2008年に地球の裏側メキシコのグァナファトにてお惣菜デリカ「デリカミツ」を創業しました。2020年10月、12年半に渡って喜怒哀楽満載の思い出がつまった宝石箱を胸に代表を引退しました。このnoteではそんな日々を振り返り備忘録として、同じ失敗はしないように、またこれからの新しいストーリーの為に記していきます。

第一話 
2008年1月

宝石箱をひっくり返したような街

という形容詞がぴったりとあてはまる、世界遺産の小さな街の、誰も知らない路地裏に僕はいた。 

「本当にこんな場所でお店をやるのかい??」 

と旅人界隈ではちょっと名のしれたカルロスが心配そうに聞いた。カルロスは絵に書いたようなスケコマシで日本人が大好きで、何故だかわからないけど彼の周りには中南米を旅している旅人達が集まっていた。僕は所謂旅人ではなかったけれど、決して大きくはないこの街でカルロスに出会うのにそんなに時間はかからなかった。いつもボサボサの長髪に何重にも重なって日焼けしたドス黒い顔、ハンサムではないけどどこか危ない雰囲気を出すカルロスはいつも日本人の女の子を連れていた。まあ、カルロスから言わせれば ”知らないうちに一緒にいる” という感じで、その絶妙なオンナタラシのカルロスに女だけでなく、中南米を旅して刺激を求める旅人が彼に集まってきていた。そんなカルロスに何故か少しずつ嫌悪感を頂いていた僕も、彼が放ったその一言には同意するしかなかった。。

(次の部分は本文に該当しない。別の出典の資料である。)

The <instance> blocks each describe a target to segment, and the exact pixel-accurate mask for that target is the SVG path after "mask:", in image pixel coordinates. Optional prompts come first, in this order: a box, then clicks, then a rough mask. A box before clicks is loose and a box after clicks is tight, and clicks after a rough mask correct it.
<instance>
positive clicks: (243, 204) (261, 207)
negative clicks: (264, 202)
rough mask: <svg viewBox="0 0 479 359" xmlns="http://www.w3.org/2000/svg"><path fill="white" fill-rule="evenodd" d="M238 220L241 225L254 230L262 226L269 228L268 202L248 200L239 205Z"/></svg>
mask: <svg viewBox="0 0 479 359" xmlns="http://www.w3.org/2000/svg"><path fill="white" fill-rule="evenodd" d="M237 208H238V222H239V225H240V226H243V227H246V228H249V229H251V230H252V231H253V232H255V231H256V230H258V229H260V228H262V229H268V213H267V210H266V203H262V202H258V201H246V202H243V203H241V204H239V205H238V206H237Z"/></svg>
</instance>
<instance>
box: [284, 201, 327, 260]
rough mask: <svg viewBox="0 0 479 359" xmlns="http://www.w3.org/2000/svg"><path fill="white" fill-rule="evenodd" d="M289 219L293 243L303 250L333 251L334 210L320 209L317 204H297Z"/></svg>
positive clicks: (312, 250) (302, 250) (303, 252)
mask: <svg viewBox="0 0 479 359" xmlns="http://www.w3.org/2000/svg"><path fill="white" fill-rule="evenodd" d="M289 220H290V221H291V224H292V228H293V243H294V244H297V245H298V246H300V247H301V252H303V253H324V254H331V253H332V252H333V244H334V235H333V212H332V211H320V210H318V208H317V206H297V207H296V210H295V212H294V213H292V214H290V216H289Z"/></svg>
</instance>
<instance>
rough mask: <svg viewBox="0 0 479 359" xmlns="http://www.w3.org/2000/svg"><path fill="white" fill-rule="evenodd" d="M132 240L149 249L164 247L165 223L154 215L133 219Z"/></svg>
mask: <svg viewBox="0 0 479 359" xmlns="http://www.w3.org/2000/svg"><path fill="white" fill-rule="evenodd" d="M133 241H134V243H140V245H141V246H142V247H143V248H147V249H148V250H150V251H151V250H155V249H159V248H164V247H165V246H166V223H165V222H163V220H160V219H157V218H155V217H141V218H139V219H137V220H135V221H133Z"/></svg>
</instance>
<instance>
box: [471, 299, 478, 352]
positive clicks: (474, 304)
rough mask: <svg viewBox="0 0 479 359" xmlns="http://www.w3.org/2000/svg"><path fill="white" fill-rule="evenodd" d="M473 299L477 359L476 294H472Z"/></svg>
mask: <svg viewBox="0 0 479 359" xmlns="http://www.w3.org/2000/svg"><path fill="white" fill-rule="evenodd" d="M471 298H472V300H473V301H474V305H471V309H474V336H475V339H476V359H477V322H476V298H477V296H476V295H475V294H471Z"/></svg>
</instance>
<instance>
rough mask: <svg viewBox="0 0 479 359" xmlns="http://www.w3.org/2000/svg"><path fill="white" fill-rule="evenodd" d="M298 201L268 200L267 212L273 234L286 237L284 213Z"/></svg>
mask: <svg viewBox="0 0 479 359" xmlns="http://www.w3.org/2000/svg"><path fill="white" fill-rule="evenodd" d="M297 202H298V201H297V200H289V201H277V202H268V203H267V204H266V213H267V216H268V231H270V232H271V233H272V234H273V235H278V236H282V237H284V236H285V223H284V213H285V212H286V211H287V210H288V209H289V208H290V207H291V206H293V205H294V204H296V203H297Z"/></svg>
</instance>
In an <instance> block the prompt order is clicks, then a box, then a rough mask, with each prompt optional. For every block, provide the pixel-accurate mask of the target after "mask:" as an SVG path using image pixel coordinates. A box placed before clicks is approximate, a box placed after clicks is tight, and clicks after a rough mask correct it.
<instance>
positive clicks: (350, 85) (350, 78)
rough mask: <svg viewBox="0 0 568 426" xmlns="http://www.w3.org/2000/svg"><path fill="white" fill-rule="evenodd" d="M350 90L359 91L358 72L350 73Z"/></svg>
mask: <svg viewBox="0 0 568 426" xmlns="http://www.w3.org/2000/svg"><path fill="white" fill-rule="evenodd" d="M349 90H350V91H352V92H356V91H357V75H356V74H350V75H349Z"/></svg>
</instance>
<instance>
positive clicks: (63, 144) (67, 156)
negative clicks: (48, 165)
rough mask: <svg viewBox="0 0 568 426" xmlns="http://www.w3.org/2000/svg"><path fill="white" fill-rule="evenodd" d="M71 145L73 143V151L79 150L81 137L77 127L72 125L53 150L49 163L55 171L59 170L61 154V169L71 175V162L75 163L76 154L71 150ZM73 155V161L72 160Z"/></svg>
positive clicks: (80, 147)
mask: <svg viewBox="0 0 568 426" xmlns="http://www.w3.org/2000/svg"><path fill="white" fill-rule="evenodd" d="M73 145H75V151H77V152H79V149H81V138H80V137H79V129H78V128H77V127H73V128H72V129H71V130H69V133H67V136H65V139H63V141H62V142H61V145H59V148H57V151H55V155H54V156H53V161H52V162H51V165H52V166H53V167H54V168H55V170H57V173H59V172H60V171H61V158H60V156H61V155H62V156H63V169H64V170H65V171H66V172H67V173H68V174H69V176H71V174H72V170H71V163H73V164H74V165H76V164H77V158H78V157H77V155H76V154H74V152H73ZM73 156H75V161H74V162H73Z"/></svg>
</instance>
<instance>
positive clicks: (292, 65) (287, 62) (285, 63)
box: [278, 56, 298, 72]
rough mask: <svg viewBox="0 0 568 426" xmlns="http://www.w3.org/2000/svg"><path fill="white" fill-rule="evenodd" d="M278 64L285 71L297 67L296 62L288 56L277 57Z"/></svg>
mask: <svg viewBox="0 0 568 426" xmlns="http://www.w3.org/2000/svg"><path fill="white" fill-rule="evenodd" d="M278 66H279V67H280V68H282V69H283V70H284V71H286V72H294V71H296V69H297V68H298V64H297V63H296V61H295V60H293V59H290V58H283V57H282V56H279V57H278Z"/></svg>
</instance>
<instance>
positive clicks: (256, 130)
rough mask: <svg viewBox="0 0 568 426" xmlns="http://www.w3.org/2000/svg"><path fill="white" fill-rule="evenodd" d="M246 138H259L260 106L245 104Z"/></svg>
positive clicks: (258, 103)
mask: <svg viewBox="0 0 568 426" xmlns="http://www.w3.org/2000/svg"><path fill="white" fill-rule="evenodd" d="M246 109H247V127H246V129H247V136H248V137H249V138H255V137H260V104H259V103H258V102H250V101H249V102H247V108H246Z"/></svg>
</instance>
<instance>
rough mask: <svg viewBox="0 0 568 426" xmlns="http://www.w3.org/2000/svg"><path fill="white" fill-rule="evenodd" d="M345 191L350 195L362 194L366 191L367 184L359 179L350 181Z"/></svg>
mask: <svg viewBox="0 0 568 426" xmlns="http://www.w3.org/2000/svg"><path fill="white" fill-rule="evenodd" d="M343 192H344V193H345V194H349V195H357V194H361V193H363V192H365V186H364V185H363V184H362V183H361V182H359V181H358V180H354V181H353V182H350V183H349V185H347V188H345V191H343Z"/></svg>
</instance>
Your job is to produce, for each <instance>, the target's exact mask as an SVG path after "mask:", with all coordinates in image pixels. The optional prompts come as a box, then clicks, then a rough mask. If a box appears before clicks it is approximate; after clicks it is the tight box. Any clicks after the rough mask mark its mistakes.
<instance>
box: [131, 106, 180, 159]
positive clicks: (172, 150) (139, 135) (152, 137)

「そうだよね。。ここ誰も人が通らないし。。こんなところに路地があるなんて誰が知ってるんだろ?」 

「だろ?俺もお前に連れて来られるまでは知らなかったよ」

と何十年も住んでいるカルロスが呆れたように言ったけど、彼が出した代替え案は

「車で8時間くらい行くとマリファナがたっぷり吸えるビーチがあるんだ。そこでお店を出したらどうだ?」

だった。。ので無視したんだけど、よく考えれば ”マリファナを吸いまくって日本食を食べるなんてクールなんだ” と言ったカルロスはもしかしたら ”体験を提供する” という現在の飲食店の黄金ルールをその時に僕に教えようとしていたのかもしれない。。 

んなわけないか。。。

だけど、

そんな彼の生き方が羨ましく思えたり思えなかったり、その時の僕には3歳になったばかりの長男がいたのに、ビーチでマリファナを吸いまくってお店をやるという選択肢が現実的には思えなかった。 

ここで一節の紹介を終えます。